In Old Town Key West angekommen, suchen wir das Hotel von damals: Pastellfarbenes Holzhaus, Innenhof, kleiner Pool, Palmen, karibische Atmosphäre, so hat es damals ausgesehen, sagt Axel. Ihm fällt die warmherzige Köchin ein, die morgens Frühstück gemacht und bei der Abreise mit kubanischem Akzent zu Moritz gesagt hat: »Make your daddy proud!« Wir finden das Hotel nicht. Die Innenhöfe der Holzhäuser sehen alle gleich aus. Aber die Erinnerung an das nette Pläuschchen beim Frühstück bleibt.
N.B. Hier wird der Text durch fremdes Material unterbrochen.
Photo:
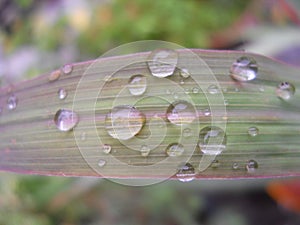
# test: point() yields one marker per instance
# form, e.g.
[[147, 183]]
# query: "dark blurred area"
[[39, 36]]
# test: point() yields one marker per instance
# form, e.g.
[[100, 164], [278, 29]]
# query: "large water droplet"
[[137, 84], [212, 140], [253, 131], [12, 102], [213, 89], [162, 62], [251, 166], [62, 93], [106, 148], [184, 73], [285, 90], [175, 150], [54, 75], [65, 120], [186, 173], [67, 69], [124, 122], [244, 69], [181, 112]]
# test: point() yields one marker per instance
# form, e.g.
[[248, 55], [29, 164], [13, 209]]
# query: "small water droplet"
[[213, 89], [261, 88], [106, 148], [67, 68], [62, 93], [145, 150], [187, 132], [65, 120], [235, 166], [83, 136], [124, 122], [12, 102], [215, 164], [244, 69], [186, 173], [253, 131], [187, 90], [181, 112], [184, 73], [162, 62], [212, 140], [195, 90], [137, 84], [101, 163], [285, 90], [251, 166], [175, 150], [206, 112], [54, 75]]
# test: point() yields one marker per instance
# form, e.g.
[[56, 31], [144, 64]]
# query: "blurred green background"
[[39, 36]]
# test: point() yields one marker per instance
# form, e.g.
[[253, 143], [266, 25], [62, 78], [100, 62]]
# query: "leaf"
[[261, 129]]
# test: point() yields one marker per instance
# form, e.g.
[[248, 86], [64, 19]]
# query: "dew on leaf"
[[65, 120], [124, 122], [244, 69], [212, 140], [186, 173], [162, 62]]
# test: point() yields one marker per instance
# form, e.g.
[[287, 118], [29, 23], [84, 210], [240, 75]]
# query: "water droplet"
[[83, 136], [65, 120], [285, 90], [213, 89], [251, 166], [244, 69], [12, 102], [184, 73], [145, 150], [181, 112], [137, 84], [235, 166], [261, 88], [195, 90], [187, 132], [212, 140], [215, 163], [67, 68], [206, 112], [62, 93], [124, 122], [186, 173], [101, 163], [106, 148], [162, 62], [175, 150], [253, 131], [54, 75]]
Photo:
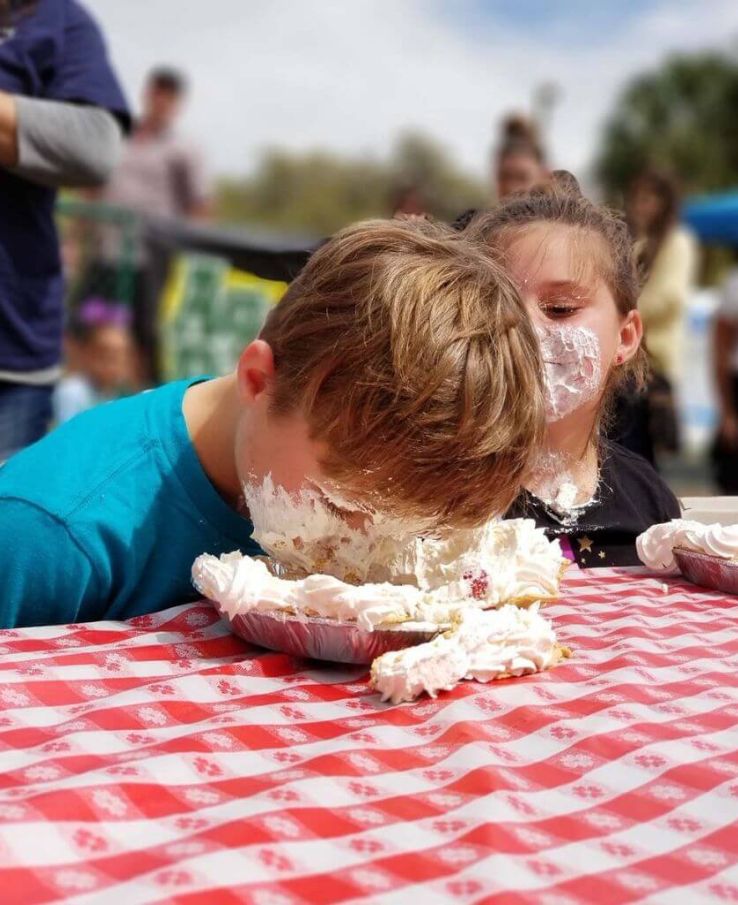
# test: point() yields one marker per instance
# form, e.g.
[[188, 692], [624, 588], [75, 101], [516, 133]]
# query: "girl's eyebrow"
[[568, 287]]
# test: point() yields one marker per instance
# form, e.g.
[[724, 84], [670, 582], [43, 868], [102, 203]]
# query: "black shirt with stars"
[[630, 498]]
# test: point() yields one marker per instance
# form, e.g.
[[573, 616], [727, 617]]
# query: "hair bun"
[[560, 182], [565, 182]]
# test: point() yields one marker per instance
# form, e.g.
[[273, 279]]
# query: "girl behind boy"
[[573, 264]]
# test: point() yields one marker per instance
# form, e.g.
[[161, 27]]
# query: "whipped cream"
[[656, 545], [305, 534], [241, 584], [516, 562], [482, 645], [571, 362]]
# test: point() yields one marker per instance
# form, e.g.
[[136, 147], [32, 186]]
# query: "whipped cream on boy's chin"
[[572, 368], [316, 528]]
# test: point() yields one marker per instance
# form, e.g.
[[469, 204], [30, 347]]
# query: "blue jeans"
[[25, 415]]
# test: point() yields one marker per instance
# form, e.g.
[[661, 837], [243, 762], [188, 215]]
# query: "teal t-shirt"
[[104, 516]]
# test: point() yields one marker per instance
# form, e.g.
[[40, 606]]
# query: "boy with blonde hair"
[[400, 368]]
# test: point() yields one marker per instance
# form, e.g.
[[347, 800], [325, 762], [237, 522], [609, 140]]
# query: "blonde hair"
[[409, 352]]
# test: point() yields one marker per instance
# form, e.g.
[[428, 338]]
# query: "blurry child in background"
[[520, 161], [100, 358]]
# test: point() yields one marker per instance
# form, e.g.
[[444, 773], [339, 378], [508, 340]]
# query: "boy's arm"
[[46, 577]]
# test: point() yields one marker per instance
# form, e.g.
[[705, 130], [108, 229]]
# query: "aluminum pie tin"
[[708, 571], [318, 638]]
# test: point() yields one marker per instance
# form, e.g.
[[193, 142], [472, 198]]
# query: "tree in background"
[[681, 117], [318, 192]]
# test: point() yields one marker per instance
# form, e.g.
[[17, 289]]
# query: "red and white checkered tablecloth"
[[164, 760]]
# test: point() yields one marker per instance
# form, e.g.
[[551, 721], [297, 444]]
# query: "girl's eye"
[[559, 312]]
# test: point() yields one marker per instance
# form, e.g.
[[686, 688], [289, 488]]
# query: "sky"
[[348, 75]]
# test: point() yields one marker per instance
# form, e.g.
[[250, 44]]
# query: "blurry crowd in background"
[[169, 273]]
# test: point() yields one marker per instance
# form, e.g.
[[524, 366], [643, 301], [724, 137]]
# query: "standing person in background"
[[725, 357], [100, 359], [667, 260], [61, 117], [520, 162], [160, 174]]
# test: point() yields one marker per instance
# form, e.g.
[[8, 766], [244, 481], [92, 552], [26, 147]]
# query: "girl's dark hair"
[[561, 201], [520, 136], [664, 186]]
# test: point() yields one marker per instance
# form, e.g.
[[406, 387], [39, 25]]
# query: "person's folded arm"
[[57, 143], [46, 576]]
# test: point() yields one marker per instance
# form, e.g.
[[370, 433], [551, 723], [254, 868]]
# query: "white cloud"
[[349, 74]]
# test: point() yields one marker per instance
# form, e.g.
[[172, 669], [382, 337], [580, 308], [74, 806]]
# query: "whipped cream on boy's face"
[[315, 529]]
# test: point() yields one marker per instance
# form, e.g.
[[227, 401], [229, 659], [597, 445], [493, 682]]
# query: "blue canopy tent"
[[714, 218]]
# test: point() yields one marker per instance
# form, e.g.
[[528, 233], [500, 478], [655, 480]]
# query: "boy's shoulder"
[[68, 468]]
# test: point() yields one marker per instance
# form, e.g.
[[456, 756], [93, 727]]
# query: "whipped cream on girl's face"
[[572, 368]]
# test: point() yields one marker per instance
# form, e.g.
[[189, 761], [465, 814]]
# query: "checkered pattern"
[[164, 760]]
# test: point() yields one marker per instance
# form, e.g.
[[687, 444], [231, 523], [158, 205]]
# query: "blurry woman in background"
[[725, 357], [667, 260], [520, 162], [100, 356]]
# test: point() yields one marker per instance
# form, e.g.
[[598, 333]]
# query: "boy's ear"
[[631, 333], [255, 370]]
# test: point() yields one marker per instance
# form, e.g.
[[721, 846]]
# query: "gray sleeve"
[[63, 144]]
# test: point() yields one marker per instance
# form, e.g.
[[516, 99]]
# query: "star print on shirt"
[[585, 543]]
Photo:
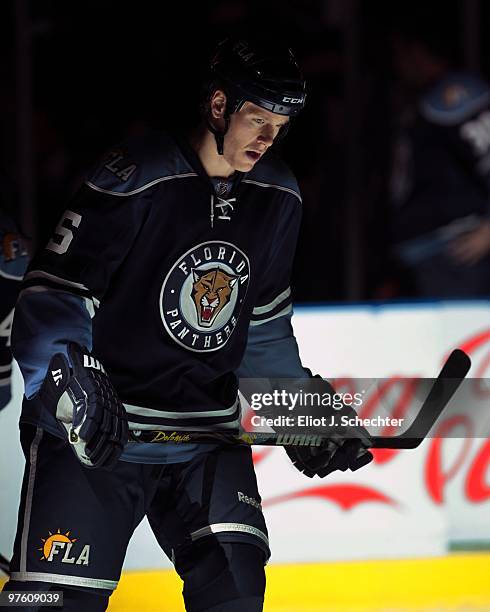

An das erste NBA-Spiel, das Moritz und Axel live gesehen haben. »Die Miami Heat waren damals Moritz’ Wunsch«, erinnert sich Axel auf dem Spaziergang zum Southernmost Point, dem südlichsten Punkt der kontinentalen USA. »Zu der Zeit spielten dort LeBron James, Dwyane Wade und Chris Bosh. Ich hatte ganz schön Stress mit den Terminen und Karten, ich musste noch mal umbuchen.«
Letztendlich waren die beiden dann beim ersten Eastern Conference Finals Game: Boston Celtics gegen Miami Heat. »Es war aufregend«, erinnert sich Axel. »Wir hatten damals noch gar keine Ahnung. Ich hab zum Beispiel sogenannte Nosebleed Seats gekauft, also Tickets ganz oben.« Nosebleed Seats bedeutet »Nasenbluten-Sitze« – und bezieht sich auf Bergsteiger, die in großer Höhe eben oft Nasenbluten bekommen. Die Karten kosteten damals schon 165 Dollar. Pro Stück! »Fand ich ziemlich teuer. Wir mussten ja auch noch irgendwo schlafen und essen«, so Axel. »Der Junge war in einem Alter, in dem er ständig Hunger hatte. Und wir wollten noch rumreisen in Florida, bestimmte Basketballschuhe und das eine oder andere Team-T-Shirt, auch für Franz, kaufen. Da kam einiges zusammen.« Das Spiel hat an dem Abend Miami Heat gewonnen. »Legendärer Dunk von LeBron James nach Assist von Dwyane Wade«, erinnert sich Axel. »Wir waren natürlich sehr früh da und haben alles aufgesogen wie Schwämme. Moritz’ Augen strahlten den ganzen Abend, ein absolutes Highlight, ein tolles Erlebnis für ihn.« Axel guckt nachdenklich. »Und für mich auch. Für uns.«
Für Axel war die ganze Sache kein Selbstläufer. Er ist im Osten aufgewachsen, war selbst Handball-Jugendnationalspieler, das erste Mal 1993 kurz nach der Wende in den USA. »Ich habe mir damals einen Traum erfüllt«, sagt er heute. Dem amerikanischen Lifestyle und der dollarschweren Branche des Sportentertainments stand er aber eher skeptisch gegenüber. Gleichzeitig hat ihn die Weite, die Natur, das Abenteuer, das Versprechen von Freiheit in den USA immer angezogen. Die Reise mit Moritz war vor allem durch Moritz’ Freude ein tolles Vater-Sohn-Erlebnis.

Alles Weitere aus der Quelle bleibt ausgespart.